Having some Saturday alone time is a rare treat for me, and I call it a 'treat' because the weekend vibe as it is in my life right now is different than it used to be. Being stuck indoors all day, every day, because of health issues is less than optimal for a happy, health life, and definitely not too good for a healthy body and mind. Still, I make the best of what each day gives me, even on those days when I'm brought to my knees by symptoms and issues I can do nothing about. Alone time is the time when I decompress, and it's an absolute necessity.
The minutes are ticking away as I type this, meaning the minutes I have in the peaceful quiet. So why am I spending this time typing in my blogs and doing mindless things like surfing the internet? Because I CHOOSE to. It's really the point, isn't it, to make our free time what we want. Of course it's the point.
One more cup of coffee. A few more minutes of peaceful stillness and quiet knowing it will change in roughly 45 minutes to an hour.
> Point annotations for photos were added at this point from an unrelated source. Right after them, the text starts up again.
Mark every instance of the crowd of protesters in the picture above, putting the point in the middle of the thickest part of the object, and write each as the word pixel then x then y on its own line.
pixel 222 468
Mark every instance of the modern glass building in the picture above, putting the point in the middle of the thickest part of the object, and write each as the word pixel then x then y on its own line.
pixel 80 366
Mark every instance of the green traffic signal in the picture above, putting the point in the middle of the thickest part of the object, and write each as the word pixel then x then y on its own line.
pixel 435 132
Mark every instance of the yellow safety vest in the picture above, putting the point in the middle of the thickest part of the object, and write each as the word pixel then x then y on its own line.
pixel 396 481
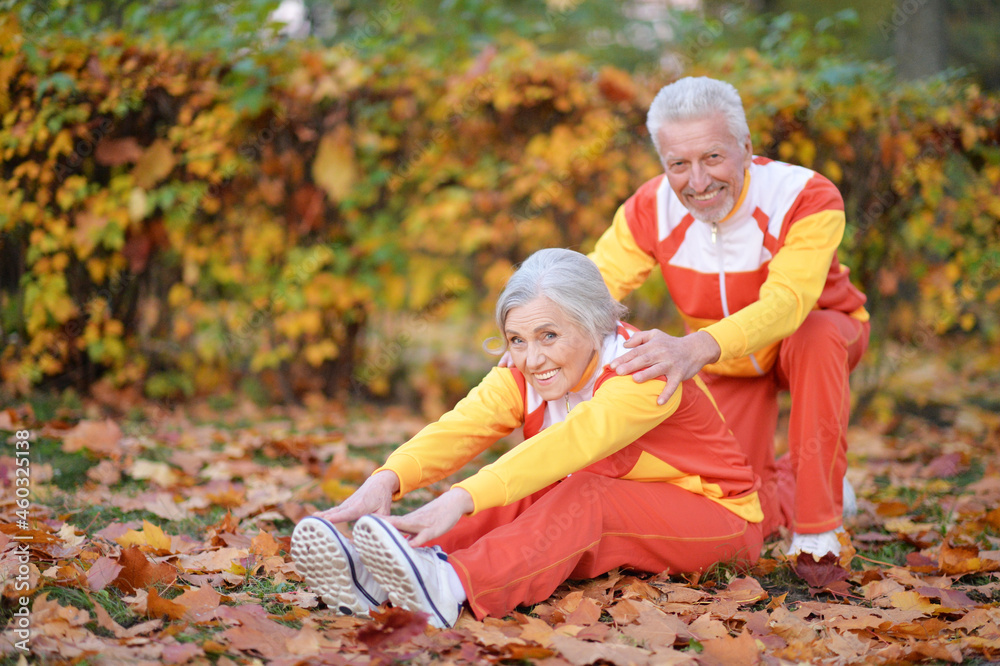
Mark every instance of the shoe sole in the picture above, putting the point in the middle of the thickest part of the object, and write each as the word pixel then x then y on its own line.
pixel 386 556
pixel 320 556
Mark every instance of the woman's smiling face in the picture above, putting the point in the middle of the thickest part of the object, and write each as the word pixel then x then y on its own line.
pixel 550 350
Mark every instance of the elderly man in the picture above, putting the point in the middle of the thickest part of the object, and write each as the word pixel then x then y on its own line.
pixel 748 249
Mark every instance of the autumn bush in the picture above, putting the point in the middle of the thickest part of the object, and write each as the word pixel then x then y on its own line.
pixel 177 219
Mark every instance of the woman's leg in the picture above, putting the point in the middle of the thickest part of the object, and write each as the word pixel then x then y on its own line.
pixel 469 529
pixel 587 525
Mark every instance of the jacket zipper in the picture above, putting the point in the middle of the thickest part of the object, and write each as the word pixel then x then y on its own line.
pixel 719 252
pixel 722 286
I'll take what I can get and use it for whatever I want.
My world is colored in shades of white, green, blue, and cheap, durable tile; something many hospitals and clinics have in common. So sitting in my own space where I'm surrounded entirely by NON-medical-related decor, sights, sounds, and smells, I can improvise throughout the day depending on what is often the unpredictability of living--at least in my life anyway. I can predict nothing, so I expect nothing, and I allow everything. On the surface this sounds risky, but I promise you it's not.
I long to have the strength and stamina, to be without pain long enough to continue to create my environment in such a way that it promotes healing. REAL healing. Not the medicated type of healing, but real healing. While I know and appreciate what the medications are doing to save my life, even to promote a better quality of life (leading to), I'm well aware of the things that have yet to be addressed. Back pain is now the front and center of my days and nights and all I can do is ride it out until someone discovers what's causing it. Exercising patience is difficult in the face of chronic illness and pain, but it's necessary.
While the overall chronic pain began to cease with the addition of prednisone, something else is revealing itself at the same time. This, like everything, happens for a reason, so I understand and accept that this is a message of some kind, the pain being a warning sign that something is still amiss. Healing will come when the answers come. I just need someone to ask the questions now.
What's left of my quiet morning will end soon. T will come home and things will change, though it doesn't really have to be for the worst. If he would just tune-in, plug-in, and open his eyes... I think things could go a bit smoother than they have. I can't open his eyes or make him listen or to be aware or anything at all. It's up to him, ultimately, to plug-in or not. I have to focus on wellness, healing, and regaining my strength, vitality, and even my passion for life, for being alive. Unless you've lived with chronic pain, with a chronic illness (even if you didn't know you had it for a long time), you probably wouldn't understand any of this.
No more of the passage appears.